Никто никогда не будет тебя расспрашивать о трех часах, которые ты провел в компании психически больного пациента в приступе суицидального настроения, убеждая его поехать в больницу: мол, не факт, что вы справитесь сами, я знаю, что вам нужны помощь и поддержка. Но если ты приехал первым к машине, намотавшейся на дерево, и даже если там нечего делать, потому что травмы пациента несовместимы с жизнью, в ближайшие две недели все будут выспрашивать у тебя жуткие подробности.
В начале работы я подпал под очарование этого мифа. Если я не спасал чью-то жизнь или конечность каждый день, мне казалось, что это намекает на какую-то мою неполноценность: как будто некая высшая сила распределяла, куда поедет какая машина, и не доверяла мне выполнить какое-нибудь задание из престижного списка. Я дразнил сам себя теми видами работы (в основном связанными с травмами), которые мне еще предстояло вычеркнуть из списка, и злился, потому что их отсутствие подразумевало неудачу:
— А ты уже выезжал на поножовщину со смертельным исходом? Нет? Не видел, как вскрывают грудную клетку? А как насчет массового ДТП с кучей жертв? Остановки сердца в результате травмы? Не так уж часто приходится работать с травмой, правда? Как, даже перестрелки еще не видел? Ты вообще работаешь?
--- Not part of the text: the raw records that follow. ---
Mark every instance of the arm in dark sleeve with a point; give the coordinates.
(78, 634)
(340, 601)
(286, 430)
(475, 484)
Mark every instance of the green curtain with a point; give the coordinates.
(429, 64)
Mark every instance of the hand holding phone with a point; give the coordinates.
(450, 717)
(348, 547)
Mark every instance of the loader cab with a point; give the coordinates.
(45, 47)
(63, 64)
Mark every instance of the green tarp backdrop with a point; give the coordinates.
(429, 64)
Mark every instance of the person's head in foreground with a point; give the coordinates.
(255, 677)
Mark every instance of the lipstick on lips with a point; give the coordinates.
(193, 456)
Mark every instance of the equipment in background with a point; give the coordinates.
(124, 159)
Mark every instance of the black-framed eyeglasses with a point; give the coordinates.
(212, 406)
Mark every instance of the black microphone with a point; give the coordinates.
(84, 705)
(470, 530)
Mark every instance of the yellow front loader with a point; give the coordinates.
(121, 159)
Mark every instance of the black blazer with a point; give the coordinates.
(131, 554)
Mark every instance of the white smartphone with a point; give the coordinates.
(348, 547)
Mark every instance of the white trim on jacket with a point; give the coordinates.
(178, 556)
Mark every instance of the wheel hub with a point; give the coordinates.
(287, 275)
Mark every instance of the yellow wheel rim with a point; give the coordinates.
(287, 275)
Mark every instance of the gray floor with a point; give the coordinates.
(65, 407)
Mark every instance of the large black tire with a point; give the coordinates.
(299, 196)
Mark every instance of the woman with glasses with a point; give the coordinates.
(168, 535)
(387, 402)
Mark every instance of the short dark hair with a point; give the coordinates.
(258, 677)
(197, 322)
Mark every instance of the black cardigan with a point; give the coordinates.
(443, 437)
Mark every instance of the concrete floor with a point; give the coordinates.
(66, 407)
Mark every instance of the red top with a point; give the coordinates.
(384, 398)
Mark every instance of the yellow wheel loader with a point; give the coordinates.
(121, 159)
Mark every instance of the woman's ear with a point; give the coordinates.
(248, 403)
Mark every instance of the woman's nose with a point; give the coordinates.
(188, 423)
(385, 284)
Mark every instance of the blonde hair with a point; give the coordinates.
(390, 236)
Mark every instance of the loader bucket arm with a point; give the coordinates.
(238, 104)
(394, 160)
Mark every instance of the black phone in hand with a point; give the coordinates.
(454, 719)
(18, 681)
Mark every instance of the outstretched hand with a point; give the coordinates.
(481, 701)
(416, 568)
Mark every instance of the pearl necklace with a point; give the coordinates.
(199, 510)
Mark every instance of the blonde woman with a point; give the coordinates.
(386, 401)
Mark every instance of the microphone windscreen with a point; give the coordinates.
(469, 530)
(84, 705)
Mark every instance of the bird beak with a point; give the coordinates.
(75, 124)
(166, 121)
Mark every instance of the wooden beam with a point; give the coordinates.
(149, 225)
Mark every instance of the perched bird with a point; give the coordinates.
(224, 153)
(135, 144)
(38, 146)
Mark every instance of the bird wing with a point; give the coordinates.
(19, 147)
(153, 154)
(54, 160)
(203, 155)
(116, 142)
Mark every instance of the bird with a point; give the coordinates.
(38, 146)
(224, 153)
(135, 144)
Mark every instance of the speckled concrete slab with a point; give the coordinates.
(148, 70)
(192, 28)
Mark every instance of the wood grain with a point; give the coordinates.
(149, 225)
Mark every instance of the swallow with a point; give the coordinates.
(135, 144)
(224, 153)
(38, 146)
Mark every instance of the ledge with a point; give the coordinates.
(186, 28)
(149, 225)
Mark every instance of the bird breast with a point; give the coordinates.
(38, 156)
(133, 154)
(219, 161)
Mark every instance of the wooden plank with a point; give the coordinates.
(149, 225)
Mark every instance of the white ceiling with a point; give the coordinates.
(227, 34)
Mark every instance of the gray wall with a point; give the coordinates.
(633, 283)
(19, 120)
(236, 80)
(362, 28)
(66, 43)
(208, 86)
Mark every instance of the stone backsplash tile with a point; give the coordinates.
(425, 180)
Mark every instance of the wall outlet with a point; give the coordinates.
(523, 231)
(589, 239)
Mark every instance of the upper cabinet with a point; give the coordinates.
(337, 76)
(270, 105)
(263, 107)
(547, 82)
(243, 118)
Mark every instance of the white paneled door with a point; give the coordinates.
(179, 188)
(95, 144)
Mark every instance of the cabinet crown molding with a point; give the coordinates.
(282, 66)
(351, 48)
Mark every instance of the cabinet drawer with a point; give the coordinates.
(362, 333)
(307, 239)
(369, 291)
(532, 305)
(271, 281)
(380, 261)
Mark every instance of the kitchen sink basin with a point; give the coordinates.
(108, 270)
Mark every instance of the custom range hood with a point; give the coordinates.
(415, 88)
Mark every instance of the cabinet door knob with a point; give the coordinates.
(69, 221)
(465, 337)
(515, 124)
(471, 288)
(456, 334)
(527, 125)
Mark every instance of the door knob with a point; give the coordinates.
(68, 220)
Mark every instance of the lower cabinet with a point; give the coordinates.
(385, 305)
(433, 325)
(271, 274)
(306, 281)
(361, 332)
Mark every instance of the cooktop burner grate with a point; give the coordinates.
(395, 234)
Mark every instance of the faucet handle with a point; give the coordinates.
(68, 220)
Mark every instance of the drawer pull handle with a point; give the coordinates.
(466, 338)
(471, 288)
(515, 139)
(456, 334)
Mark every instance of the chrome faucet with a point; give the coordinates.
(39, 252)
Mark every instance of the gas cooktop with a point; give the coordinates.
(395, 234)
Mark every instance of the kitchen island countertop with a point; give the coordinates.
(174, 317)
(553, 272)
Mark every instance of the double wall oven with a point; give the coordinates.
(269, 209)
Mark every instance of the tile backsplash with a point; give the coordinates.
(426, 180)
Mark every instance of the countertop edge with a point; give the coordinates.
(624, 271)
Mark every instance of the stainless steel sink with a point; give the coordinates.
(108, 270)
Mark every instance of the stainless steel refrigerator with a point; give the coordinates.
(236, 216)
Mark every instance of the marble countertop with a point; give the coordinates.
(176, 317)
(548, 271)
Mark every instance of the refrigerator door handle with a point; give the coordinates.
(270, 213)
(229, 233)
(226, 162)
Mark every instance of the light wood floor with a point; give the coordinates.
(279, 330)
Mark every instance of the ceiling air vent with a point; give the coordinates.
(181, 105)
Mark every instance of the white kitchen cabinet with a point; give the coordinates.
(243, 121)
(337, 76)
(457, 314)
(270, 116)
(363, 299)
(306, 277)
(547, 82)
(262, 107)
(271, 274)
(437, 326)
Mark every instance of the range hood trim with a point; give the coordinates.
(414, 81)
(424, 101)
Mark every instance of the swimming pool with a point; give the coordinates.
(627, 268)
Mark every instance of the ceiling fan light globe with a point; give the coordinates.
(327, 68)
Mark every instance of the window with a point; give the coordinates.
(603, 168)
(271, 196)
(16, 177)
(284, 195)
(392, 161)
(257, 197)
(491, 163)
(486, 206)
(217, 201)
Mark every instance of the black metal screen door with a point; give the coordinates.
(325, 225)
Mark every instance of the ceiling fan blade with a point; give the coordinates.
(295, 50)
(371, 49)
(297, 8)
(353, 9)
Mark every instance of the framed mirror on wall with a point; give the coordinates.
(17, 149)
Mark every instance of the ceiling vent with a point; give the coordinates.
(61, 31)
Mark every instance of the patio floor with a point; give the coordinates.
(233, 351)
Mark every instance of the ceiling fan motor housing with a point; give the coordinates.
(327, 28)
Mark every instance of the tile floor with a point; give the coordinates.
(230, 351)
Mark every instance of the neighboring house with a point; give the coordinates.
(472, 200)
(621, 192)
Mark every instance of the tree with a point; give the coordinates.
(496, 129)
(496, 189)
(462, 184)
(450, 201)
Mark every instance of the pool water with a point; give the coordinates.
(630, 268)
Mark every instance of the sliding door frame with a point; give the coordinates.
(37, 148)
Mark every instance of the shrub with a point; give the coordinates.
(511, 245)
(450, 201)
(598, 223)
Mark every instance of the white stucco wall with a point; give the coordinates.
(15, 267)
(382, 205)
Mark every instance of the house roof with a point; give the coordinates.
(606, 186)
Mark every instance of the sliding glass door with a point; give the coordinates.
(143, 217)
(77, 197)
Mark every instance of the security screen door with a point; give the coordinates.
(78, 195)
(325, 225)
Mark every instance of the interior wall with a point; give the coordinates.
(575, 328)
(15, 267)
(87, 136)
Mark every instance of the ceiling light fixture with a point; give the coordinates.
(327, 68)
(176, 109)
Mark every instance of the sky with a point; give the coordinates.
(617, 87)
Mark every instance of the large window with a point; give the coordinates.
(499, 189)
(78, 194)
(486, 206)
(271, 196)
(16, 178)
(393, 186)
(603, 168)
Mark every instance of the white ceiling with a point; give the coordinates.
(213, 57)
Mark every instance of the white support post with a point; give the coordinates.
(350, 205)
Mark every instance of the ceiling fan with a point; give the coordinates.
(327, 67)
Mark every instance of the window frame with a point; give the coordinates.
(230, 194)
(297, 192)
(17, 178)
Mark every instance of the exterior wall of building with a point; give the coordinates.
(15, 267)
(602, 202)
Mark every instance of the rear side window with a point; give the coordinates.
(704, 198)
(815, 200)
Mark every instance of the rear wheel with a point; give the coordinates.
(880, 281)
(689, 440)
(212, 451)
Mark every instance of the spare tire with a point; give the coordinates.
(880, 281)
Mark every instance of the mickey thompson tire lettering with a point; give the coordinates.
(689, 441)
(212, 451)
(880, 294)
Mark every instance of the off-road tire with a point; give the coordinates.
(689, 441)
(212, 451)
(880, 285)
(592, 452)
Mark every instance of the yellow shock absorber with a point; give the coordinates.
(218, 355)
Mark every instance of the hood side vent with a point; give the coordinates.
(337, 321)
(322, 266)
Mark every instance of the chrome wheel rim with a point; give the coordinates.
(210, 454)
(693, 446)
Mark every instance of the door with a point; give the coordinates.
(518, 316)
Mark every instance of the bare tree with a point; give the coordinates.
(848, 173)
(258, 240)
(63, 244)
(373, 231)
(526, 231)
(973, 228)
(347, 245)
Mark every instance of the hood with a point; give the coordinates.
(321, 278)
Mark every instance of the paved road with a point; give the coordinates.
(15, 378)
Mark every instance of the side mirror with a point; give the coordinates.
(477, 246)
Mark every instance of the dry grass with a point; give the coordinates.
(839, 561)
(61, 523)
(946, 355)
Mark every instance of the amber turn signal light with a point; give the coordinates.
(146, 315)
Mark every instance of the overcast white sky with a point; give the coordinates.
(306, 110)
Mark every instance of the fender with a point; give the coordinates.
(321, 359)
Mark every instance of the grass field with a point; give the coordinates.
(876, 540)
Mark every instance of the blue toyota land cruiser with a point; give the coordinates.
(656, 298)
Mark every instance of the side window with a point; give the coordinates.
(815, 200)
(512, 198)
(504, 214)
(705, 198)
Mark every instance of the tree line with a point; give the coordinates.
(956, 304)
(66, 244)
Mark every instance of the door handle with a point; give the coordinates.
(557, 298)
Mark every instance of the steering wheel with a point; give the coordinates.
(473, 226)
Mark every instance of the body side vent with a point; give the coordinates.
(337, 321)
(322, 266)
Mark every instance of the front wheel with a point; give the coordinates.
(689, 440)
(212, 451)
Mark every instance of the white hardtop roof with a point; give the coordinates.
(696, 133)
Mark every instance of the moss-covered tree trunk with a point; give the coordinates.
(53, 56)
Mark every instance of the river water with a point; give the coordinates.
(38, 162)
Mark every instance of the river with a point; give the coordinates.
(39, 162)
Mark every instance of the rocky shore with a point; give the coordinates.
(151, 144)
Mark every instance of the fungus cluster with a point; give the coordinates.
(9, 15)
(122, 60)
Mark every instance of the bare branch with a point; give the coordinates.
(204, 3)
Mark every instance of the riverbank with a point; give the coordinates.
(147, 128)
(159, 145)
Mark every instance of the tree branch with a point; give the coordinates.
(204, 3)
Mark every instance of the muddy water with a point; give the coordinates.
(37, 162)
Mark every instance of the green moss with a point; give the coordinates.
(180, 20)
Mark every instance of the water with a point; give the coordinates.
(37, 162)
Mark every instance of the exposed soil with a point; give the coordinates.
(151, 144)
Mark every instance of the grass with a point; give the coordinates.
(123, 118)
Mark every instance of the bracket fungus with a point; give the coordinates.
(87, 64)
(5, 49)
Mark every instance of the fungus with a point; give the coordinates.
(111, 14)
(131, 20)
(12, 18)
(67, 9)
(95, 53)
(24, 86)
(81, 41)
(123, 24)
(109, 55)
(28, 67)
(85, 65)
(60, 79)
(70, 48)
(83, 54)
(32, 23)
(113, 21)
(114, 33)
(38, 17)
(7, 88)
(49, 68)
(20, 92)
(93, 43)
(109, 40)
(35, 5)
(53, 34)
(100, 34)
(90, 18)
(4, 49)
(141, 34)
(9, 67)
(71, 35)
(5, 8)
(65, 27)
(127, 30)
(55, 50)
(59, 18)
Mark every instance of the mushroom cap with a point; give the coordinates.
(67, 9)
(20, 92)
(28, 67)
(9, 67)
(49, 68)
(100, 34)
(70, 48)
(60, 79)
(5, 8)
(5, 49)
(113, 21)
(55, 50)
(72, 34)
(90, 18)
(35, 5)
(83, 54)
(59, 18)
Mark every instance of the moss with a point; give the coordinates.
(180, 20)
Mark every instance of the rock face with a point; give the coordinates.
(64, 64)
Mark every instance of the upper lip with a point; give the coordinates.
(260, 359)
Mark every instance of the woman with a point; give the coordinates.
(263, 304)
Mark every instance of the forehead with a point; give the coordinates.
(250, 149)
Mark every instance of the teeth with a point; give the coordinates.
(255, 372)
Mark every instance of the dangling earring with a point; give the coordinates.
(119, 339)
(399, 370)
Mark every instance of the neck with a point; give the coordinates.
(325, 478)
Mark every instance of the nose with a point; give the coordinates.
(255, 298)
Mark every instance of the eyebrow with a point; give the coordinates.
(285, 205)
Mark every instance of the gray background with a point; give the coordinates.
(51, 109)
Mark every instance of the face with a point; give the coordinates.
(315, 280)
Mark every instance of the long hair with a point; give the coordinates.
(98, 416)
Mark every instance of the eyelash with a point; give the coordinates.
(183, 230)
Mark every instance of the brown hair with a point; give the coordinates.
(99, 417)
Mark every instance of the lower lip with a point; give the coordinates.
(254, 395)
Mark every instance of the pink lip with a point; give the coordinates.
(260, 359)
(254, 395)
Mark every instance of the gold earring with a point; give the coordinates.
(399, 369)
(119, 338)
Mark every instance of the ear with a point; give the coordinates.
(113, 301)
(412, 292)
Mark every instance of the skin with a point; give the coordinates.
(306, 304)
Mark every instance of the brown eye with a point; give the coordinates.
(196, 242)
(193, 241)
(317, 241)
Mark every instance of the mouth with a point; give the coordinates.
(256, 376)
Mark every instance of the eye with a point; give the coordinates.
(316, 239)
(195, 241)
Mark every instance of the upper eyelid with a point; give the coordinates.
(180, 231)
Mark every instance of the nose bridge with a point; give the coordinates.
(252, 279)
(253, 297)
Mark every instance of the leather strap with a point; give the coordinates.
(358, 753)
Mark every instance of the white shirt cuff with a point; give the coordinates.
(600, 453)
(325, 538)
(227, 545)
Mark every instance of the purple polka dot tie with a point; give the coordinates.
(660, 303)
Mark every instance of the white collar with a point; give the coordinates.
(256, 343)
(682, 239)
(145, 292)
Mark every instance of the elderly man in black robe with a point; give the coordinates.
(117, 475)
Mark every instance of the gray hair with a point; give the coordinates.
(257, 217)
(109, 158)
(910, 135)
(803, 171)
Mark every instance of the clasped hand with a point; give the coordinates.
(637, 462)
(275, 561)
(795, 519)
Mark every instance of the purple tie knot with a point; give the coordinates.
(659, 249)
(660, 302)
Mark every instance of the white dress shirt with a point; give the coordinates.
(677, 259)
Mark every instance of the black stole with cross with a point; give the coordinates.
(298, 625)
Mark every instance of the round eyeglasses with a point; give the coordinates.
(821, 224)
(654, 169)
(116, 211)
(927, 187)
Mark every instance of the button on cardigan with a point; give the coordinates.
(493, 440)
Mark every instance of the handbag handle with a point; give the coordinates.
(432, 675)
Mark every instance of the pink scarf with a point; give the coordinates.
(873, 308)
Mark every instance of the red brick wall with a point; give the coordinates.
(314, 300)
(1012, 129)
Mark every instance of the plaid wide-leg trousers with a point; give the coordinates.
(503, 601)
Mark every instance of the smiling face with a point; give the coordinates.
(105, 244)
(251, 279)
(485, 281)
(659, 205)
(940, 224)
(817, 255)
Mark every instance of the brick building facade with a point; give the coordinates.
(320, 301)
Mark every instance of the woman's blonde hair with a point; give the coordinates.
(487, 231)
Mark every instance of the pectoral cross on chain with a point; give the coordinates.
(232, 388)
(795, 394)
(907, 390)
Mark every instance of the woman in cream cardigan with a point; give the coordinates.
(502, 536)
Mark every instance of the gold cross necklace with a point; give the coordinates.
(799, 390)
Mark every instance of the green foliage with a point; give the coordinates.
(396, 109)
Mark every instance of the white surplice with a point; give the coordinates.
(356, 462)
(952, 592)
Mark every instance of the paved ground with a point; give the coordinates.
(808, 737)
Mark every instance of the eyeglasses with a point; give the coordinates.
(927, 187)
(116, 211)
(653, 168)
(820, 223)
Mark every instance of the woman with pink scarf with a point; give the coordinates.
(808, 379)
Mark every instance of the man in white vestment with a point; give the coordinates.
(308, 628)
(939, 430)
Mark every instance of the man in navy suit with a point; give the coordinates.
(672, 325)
Конечно, это была чушь. Такие оценочные суждения о статусе разных вызовов оскорбительно грубы. Они коренятся в том же убеждении, из-за которого к молодым людям с ножевой раной ноги приезжает несколько машин в пределах пары минут, а пожилым пациентам с переломом бедра приходится несколько часов ждать хоть какой-нибудь помощи. Для нас эти серьезные травмы и будничные катастрофы были просто интересными случаями из практики. Но каждое событие, благодаря которому нам удавалось поставить галочку напротив какого-то вида работы, оставляло совершенно реальный след в чьей-то жизни: потерю, горе, отчаяние. Даже если нам никогда не придется посмотреть этому человеку в лицо.
На лице пациента — целая галерея синяков и шрамов, и только часть из них сегодняшняя. Его нос покосился в сторону и больше не перпендикулярен лбу. Он далеко не в полном сознании. Что бы мы ни делали, чтобы его успокоить, — все, кажется, приводит к противоположному эффекту, поэтому мой коллега отложил в сторону кислород и обследует грудь, голову, шею, конечности, приподнимает одежду, прощупывает ладонями, мягко надавливает, стараясь не раздражать пациента. По шкале оценки сознания я бы выставил пациенту баллов девять из пятнадцати: он стонет, пытается говорить, глаза у него закрыты. Я думаю, он не понимает, что происходит.